That's what happened to me when those hicks discovered Bigfoot.

What if we could read minds? Impossible? What if we could fly? We can't? Are you sure? They just discovered Bigfoot. Everything -- absolutely everything -- we thought we knew could, should, and would have been called into question. Science books would be rewritten because the magical would now be possible.

I, for a handful of days, believed this.

I believed the unbelievable. I thought that those souls investing their life savings into finding the Holy Grail or Atlantis could come home with something.

I mentioned that, growing up, I watched In Search Of religiously.

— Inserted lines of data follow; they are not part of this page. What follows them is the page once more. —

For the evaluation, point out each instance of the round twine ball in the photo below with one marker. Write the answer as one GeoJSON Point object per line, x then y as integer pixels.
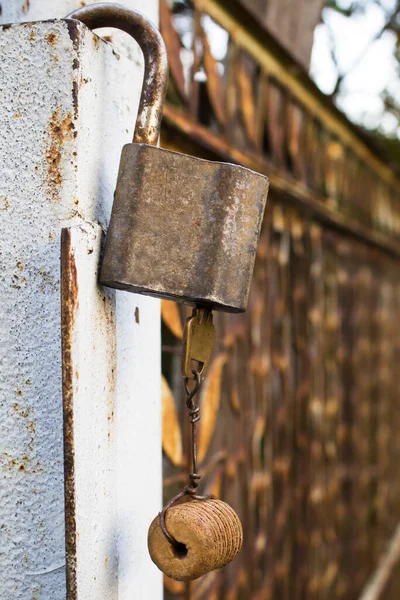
{"type": "Point", "coordinates": [209, 533]}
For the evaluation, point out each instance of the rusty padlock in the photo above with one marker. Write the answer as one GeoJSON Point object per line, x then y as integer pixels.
{"type": "Point", "coordinates": [181, 228]}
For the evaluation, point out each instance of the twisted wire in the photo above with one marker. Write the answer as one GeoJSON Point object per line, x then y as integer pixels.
{"type": "Point", "coordinates": [194, 478]}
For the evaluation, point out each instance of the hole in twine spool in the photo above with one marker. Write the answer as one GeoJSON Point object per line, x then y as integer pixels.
{"type": "Point", "coordinates": [180, 550]}
{"type": "Point", "coordinates": [209, 535]}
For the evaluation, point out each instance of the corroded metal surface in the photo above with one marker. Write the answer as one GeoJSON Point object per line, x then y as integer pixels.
{"type": "Point", "coordinates": [245, 100]}
{"type": "Point", "coordinates": [299, 417]}
{"type": "Point", "coordinates": [62, 132]}
{"type": "Point", "coordinates": [184, 228]}
{"type": "Point", "coordinates": [148, 37]}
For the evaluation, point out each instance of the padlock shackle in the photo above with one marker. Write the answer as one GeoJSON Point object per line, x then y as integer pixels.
{"type": "Point", "coordinates": [146, 34]}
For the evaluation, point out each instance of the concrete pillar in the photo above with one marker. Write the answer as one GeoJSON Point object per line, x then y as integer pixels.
{"type": "Point", "coordinates": [67, 105]}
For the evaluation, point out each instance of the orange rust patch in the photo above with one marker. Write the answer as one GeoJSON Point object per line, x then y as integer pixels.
{"type": "Point", "coordinates": [60, 131]}
{"type": "Point", "coordinates": [69, 305]}
{"type": "Point", "coordinates": [52, 39]}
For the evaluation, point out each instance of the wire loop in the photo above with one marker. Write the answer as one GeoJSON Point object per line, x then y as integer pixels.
{"type": "Point", "coordinates": [190, 489]}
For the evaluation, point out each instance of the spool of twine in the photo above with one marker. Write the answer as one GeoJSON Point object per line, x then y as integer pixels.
{"type": "Point", "coordinates": [209, 533]}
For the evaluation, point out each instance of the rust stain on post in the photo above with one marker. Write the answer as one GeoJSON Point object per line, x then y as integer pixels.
{"type": "Point", "coordinates": [69, 306]}
{"type": "Point", "coordinates": [61, 129]}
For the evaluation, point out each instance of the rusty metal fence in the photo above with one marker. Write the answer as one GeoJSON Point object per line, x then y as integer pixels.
{"type": "Point", "coordinates": [300, 411]}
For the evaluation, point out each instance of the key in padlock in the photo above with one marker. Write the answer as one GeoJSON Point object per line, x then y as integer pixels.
{"type": "Point", "coordinates": [198, 342]}
{"type": "Point", "coordinates": [181, 228]}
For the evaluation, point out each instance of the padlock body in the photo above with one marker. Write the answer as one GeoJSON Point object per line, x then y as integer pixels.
{"type": "Point", "coordinates": [184, 228]}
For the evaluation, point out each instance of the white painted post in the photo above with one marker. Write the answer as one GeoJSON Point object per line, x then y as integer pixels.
{"type": "Point", "coordinates": [67, 105]}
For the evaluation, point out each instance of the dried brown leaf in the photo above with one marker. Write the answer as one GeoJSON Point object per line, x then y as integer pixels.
{"type": "Point", "coordinates": [214, 81]}
{"type": "Point", "coordinates": [210, 401]}
{"type": "Point", "coordinates": [173, 44]}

Today, it's shows like Monster Quest and Destination Truth. And, just like with In Search Of, every time I do, I hold out hope that the doofy host and his camera crew tromping through the forest might just find some evidence of Bigfoot that doesn't turn out to be possum hair.

And, I think, that's what it's all about. Hope. I believed a lot as a kid. We all do. We imagine the impossible, but as we turn into adults, the world shrinks. We learn what's real and what's just stupid. The sky is blue. Grass is green. What comes up must come down. And while we may escape to the imaginary in television, books, and games, that's safe as -- even if it's a doofy host and his camera crew tromping through the forest -- it's entertainment.

Those two hicks changed this. Suddenly, the impossible wasn't just entertainment. CNN was talking about Bigfoot. This gave me the hope of a child again, and as I looked into the twilight sky after a long day at the office with young eyes, I believed again that everything we're told not to believe existed in the same world as me, my cubicle, and my file cabinets. Would there be werewolves out during the full moon? Would there be flying saucers zipping between the stars? Would vampires need to steal themselves always before the sun rose again? I smiled because I didn't know. I didn't know the size and the shape of the world. I didn't know the difference between the possible and the impossible. I believed it could all be real.

But, then, inevitably, it was revealed the two hicks just had a Halloween costume and some rotting meat tucked away in a freezer and rather than being a boy told by his parents it was just a fairy tale, I was an adult and the entire world was lecturing me. I was an idiot. I was a fool. I was a child. There's no Bigfoot. There's no Atlantis. There's no Mummy's Curse. I live in a world of cubicles and file cabinets and nothing more.

Was it silly of me to hold out this hope? To believe in a dream? To have faith in the unseen? Yes.

But I'd like to think that on a parallel world there's another me, and he's a noted cryptozoologist, and he's shaken science's basic tenets bare with his miraculous discoveries. (Note: I don't believe in parallel worlds. While Bigfoot, the Loch Ness Monster, and UFOs are totally real, parallel worlds and alternate dimensions are only for loonies.)